The Google office will be built in a historic IPT building, which dates from 1936. The center is expected to open its doors by the end of 2024.
Eduardo Tejada, Google’s senior director of engineering, said the center will “bring us closer to the academic research environment and closer to the main technologies on the market.”
Another relevant investment by Google will be the construction of another submarine cable to reinforce its cloud in Brazil.
The cable firmina (a tribute to Brazilian novelist Maria Firmina dos Reis) will be the largest in the world, linking Brazil with the United States and extending to Argentina and Uruguay.
The infrastructure, under development for two years, should come into operation next year.
Google said undersea cables allow fast, low-latency access to both everyday products like YouTube and its streaming services. cloud.
The cable is added to three others that Google has already built in Brazil in recent years: the Junior, which runs from Rio to São Paulo; O Tannat, which runs from Santos to Maldonado, in Uruguay; it’s the Monetwhich goes from Boca Raton, in Florida, to Santos, passing through Fortaleza.
Since 2017, Google has invested BRL 1.6 billion to reinforce its cloud in the country.
Duplex, an artificial intelligence technology that uses natural language processing to do everyday tasks, is coming to Brazil.
Google said the technology is already being tested in three roles: making calls to update information about store and restaurant opening hours; automate tasks on the internet, such as buying movie tickets; and consultation of polling places, in an initiative together with the TSE.

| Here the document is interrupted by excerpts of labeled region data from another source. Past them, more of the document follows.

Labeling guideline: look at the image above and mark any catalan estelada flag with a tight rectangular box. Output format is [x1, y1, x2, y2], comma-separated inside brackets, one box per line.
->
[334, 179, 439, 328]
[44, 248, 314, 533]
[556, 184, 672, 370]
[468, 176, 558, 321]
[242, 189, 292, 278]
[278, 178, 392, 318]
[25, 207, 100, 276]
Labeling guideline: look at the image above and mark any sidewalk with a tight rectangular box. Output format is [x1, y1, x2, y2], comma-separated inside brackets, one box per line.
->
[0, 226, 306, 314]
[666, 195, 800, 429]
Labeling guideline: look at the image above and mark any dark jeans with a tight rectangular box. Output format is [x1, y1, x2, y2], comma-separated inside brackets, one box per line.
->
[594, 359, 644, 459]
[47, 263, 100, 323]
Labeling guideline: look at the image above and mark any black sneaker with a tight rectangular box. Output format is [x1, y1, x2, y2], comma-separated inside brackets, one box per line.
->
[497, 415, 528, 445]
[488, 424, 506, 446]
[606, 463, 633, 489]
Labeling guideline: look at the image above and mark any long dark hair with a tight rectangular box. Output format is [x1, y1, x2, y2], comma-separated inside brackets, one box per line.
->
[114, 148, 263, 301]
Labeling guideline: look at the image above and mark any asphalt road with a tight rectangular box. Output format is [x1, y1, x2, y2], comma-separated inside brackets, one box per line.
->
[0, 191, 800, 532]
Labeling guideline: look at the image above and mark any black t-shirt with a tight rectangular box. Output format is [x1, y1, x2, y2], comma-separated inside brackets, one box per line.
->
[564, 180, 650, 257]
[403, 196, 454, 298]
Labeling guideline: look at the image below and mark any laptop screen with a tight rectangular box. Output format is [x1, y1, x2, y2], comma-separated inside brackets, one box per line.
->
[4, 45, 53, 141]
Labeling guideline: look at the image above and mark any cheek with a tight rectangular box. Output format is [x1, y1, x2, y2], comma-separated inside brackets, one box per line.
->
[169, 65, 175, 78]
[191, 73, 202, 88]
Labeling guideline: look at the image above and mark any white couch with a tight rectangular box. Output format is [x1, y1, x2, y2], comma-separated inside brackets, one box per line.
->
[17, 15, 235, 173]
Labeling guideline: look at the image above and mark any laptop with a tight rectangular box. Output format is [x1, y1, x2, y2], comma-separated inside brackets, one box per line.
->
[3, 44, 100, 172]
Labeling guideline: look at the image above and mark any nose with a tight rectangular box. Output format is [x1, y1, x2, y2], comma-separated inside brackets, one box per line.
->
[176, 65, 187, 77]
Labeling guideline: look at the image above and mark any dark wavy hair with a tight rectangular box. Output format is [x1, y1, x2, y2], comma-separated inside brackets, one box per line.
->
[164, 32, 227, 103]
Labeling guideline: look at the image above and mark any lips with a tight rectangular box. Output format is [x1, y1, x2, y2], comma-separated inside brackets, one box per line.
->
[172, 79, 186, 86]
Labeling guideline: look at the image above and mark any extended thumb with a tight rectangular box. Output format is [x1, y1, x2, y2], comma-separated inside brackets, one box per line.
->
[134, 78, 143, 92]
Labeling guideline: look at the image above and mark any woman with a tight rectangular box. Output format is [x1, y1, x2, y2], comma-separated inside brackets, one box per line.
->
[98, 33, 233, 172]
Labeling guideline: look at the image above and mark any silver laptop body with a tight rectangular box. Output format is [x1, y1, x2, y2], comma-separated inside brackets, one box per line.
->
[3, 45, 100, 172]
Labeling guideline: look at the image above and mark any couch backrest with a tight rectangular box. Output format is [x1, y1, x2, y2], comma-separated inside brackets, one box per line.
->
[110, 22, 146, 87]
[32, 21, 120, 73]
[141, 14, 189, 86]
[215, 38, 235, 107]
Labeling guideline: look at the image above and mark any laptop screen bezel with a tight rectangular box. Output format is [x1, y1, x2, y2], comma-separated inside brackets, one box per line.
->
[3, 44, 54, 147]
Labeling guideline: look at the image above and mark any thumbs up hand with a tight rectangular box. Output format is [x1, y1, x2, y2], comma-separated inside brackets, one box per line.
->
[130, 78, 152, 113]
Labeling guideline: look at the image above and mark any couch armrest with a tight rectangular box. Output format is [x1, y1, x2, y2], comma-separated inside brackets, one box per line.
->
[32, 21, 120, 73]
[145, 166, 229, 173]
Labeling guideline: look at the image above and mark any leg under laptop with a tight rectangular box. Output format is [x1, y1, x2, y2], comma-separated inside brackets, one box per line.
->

Since it started testing the technology in Brazil, more than 50,000 Brazilian companies have received a call from artificial intelligence; today, Google is making 200 calls a day.
At the event, CEO Fabio Coelho showed a video of an AI conversation with one of its customers. The ease with which Duplex responded to the interlocutor using expressions such as “hmm” and “aham” made the audience laugh.
Google for Startups wants to reduce the deficit of black programmers. For this, Google’s startup accelerator created a program that offers scholarships to blacks interested in starting a career in programming.
The goal is to train 200 low-income black developers in the next 12 months, and then help them to enter the market.
Google for Startups already had an initiative to help black entrepreneurs: the Black Founders Fundwhich has already invested $5 million in startups founded by blacks.
As not only technology lives Google, the company said it will launch a digital exhibition in honor of the life and work of Gilberto Gil.
Hosted on the Google Arts & Culture platform, the show will bring together a collection of more than 41,000 images distributed in 140 sections, in addition to 900 videos and historical recordings that have been digitized.
The exhibition will also bring to life an unpublished album by Gil, recorded in 1982 in New York and which was only discovered two years ago. The album had been lost on Gil’s return to Brazil and has unpublished recordings by the composer.
This exhibition “allows new access and the possibility of reprogramming all this work,” said Gil, the author of Parabolicamará, who in 1990 was already talking about digital disruption. “It creates a new sharing dimension of my work.”